Beware Coronavirus Scams

In neighbourhoods up and down the UK many people are pulling together and demonstrating a real sense of community, and that’s something we should all be incredibly proud of.  Unfortunately, there are still those who try to trick people, and prey on the unease, uncertainty and anxiety that many of us are understandably feeling at this time. Many of these scams are not new, but we may be more likely to fall victim to them given these uncertain times. With more time spent at home, scammers and fraudsters also have more chance to contact us – either on our doorstep, by phone, or online.

Remember to always follow Government advice.

Use local council websites, local council services and trusted charities like Age UK.

Be wary of any emails saying they are from official sources which ask for money. Scammers are getting in touch with people, and claiming to be from health organisations such as the Centre for Disease Control, World Health Organisation or public health bodies. Do not respond to these emails or do as they request. Remember Any requests for payment are a sign that this is a scam. They might claim to have a list of people in the local area who are infected, at a cost. Public bodies such as this would never ask for money for information. Any information they make available to the public is free of charge. 

Top Tips

  • Be as careful as you would normally be… don’t be side-tracked or rush into decisions.
  • Don’t purchase items from your doorstep or respond to surveys.
  • Don’t give bank details, cash, credit or debit card information to strangers to do shopping etc.
  • Never follow a link in an unexpected email, text or social media post. Check the website is a genuine address by looking at the spelling in the URL.
  • Be very wary of any item price that simply looks too good to be true or if they claim to have high levels of stock when everywhere else is sold out. If you’ve seen a picture of something, it doesn’t always mean the item exists.
  • Do extra research on companies and sellers, especially when you’re buying for the first time. Try a number of different product or service review websites to gauge opinion on their quality, and avoid those with poor ratings.
  • Don’t buy cures and medicines online, or soaps and sanitisers from unknown sources. Buy all products from known sources.
  • Use a computer, laptop or smartphone that’s protected with up-to-date security software. Always use secure ways to pay such as your credit card or PayPal, and only enter your card details on secure sites.
  • Don’t pay via a funds transfer from your bank account, and especially not to someone or a company you’ve never met or heard of.
  • Trust and seek help from family and friends.
  • Use a credit card- if you do decide to purchase a product online, use a credit card as most credit cards provide protection under section 75 of the consumer credit act.


Support is available... You aren’t alone!

Whilst you are self-isolating and want help or support with shopping, picking up a prescription, or just want a chat to beat the boredom, it is recommend you seek help in this order:

  • FIRST: From Friends and Family, or local community groups you are part of. Don’t be afraid to ask friends and family who are under 70 and do not have health conditions to do your grocery shopping or pick up medicines for you. They will not get in trouble for leaving their house to get those things for you, but make sure you keep your distance from them when they deliver to you.
  • SECOND: From Castle Point Association of Voluntary Services
  • THIRD: From new local community volunteer groups who offer support
  • FOURTH: From the Essex Welfare Service


Report fraud

Anyone can find themselves the victim of fraud. If you suspect you may have been scammed or involved in fraudulent activity, or have information about a possible fraudster, you can contact the Police:

If you’d prefer not to speak to the police or would like more specific advice, the charities, groups and organisations below can also provide information and support.

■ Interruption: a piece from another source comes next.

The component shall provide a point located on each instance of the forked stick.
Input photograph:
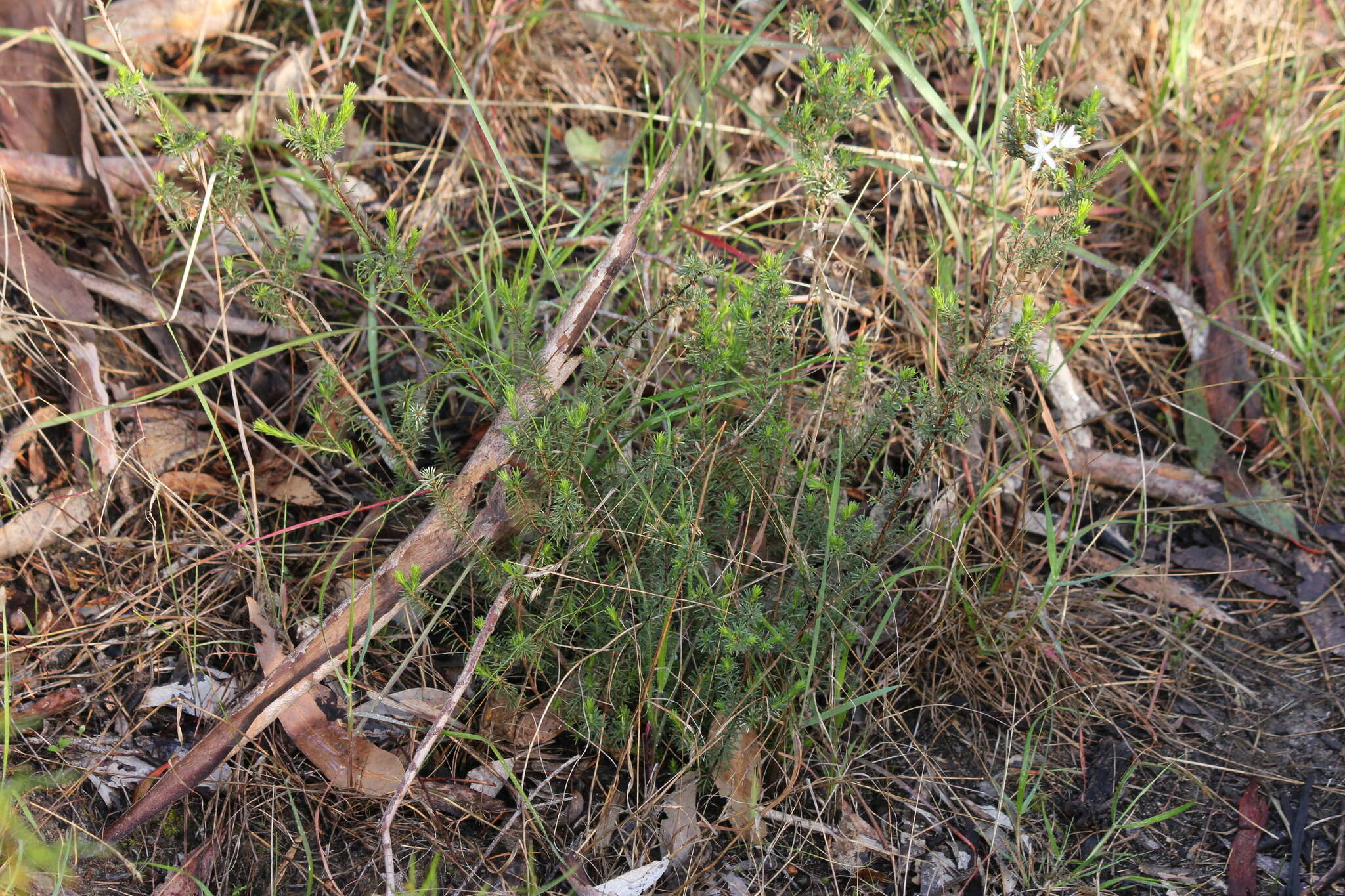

SHARE Checklist- Be careful what you share. Things aren’t always what they seem online.

Just because a story appears online, it doesn’t mean it is necessarily true. The internet is great, but it can also be used to spread misleading news and content. Protect yourself and your friends from false information about coronavirus.

When shared, false information can take on a life of its own and have some serious consequences. It can lead to health scares, false accusations and potentially damaging hoax stories. Recently there has been a lot of this kind of false information about coronavirus. It’s not always easy to spot, so use the SHARE checklist to make sure you're not contributing to the spread of harmful content.

  • Source: Rely on official sources for medical and safety information. Check the facts about coronavirus on the NHS website and GOV.UK.
  • Headline: Headlines don’t always tell the full story. Always read to the end before you share articles about coronavirus.
  • Analyse: Analyse the facts. If something sounds unbelievable, it very well might be. Independent fact-checking services are correcting false information about coronavirus every day.
  • Retouched: Watch out for misleading pictures and videos in stories about coronavirus. They might be edited, or show an unrelated place or event. Check to see who else is using the photo.
  • Error: Look out for mistakes. Typos and other errors might mean the information is false. Official guidance about coronavirus will always have been carefully checked.